What users can do with custom ICU collations in Postgres 10

From: Peter Geoghegan <pg(at)bowt(dot)ie>
To: PostgreSQL Hackers <pgsql-hackers(at)postgresql(dot)org>
Subject: What users can do with custom ICU collations in Postgres 10
Date: 2017-08-09 22:49:41
Message-ID: CAH2-Wz=bcgmk97YaZ3rs4OoCdn1nOco1HCfRGBCOOty0ztnCnA@mail.gmail.com
Views: Raw Message | Whole Thread | Download mbox | Resend email
Thread:
Lists: pgsql-hackers

There are actually very many customizations to collations that are
possible beyond what the "stock" ICU collations provide (whatever
"stock" means). Some of these are really cool, and I can imagine use
cases where they are very compelling that have nothing to do with
internationalization (such customizations are how we should eventually
implement case-insensitive collations, once the infrastructure for
doing that without breaking hashing is in place).

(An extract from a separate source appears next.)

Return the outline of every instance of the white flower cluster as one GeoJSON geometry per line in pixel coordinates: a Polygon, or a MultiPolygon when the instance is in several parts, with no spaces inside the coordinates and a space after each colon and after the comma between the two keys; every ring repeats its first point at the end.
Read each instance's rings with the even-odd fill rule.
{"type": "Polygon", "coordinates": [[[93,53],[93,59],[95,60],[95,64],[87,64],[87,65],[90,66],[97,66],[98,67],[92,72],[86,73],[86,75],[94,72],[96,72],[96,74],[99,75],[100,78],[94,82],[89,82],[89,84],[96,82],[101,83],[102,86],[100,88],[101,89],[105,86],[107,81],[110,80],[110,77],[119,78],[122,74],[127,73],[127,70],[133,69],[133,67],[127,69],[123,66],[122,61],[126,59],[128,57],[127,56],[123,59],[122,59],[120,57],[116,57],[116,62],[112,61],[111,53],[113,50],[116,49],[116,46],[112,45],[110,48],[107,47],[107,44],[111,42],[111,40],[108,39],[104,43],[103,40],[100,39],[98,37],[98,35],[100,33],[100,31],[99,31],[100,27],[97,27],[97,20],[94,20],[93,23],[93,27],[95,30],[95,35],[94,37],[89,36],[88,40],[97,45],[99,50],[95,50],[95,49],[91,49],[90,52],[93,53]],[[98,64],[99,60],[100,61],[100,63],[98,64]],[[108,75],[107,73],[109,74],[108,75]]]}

I'd like to give a demo on what is already possible, but not currently
documented. I didn't see anyone else comment on this, including Peter
E (maybe I missed that?). We should improve the documentation in this
area, to get this into the hands of users.

Say we're unhappy that numbers come first, which we see here:

postgres=# select * from (select '1a' i union select '1b' union select
'1c' union select 'a1' union select 'b2' union select 'c3') j order by
i collate "en-x-icu";
i
────
1a
1b
1c
a1
b2
c3
(6 rows)

We may do this to get our desired sort order:

postgres=# create collation digitlast (provider=icu,
locale='en-u-kr-latn-digit');
CREATE COLLATION
postgres=# select * from (select '1a' i union select '1b' union select
'1c' union select 'a1' union select 'b2' union select 'c3') j order by
i collate "digitlast";
i
────
a1
b2
c3
1a
1b
1c
(6 rows)

Note that 'kr' is a specific BCP47 Key [1]. Many different options can
be set in this manner.

Let's say we are unhappy with the fact that capital letters sort
higher than lowercase:

postgres=# select * from (select 'B' i union select 'b' union select
'A' union select 'a') j order by i collate "en-x-icu";
i
───
a
A
b
B
(4 rows)

ICU provides a solution here, too:

postgres=# create collation capitalfirst (provider=icu, locale='en-u-kf-upper');
CREATE COLLATION
postgres=#
select * from (select 'B' i union select 'b' union select 'A' union
select 'a') j order by i collate "capitalfirst";
i
───
A
a
B
b
(4 rows)

And, yes -- you can even *combine* these two options by creating a
third custom collation. That can be spelled
'en-u-kf-upper-kr-latn-digit', in case you were wondering.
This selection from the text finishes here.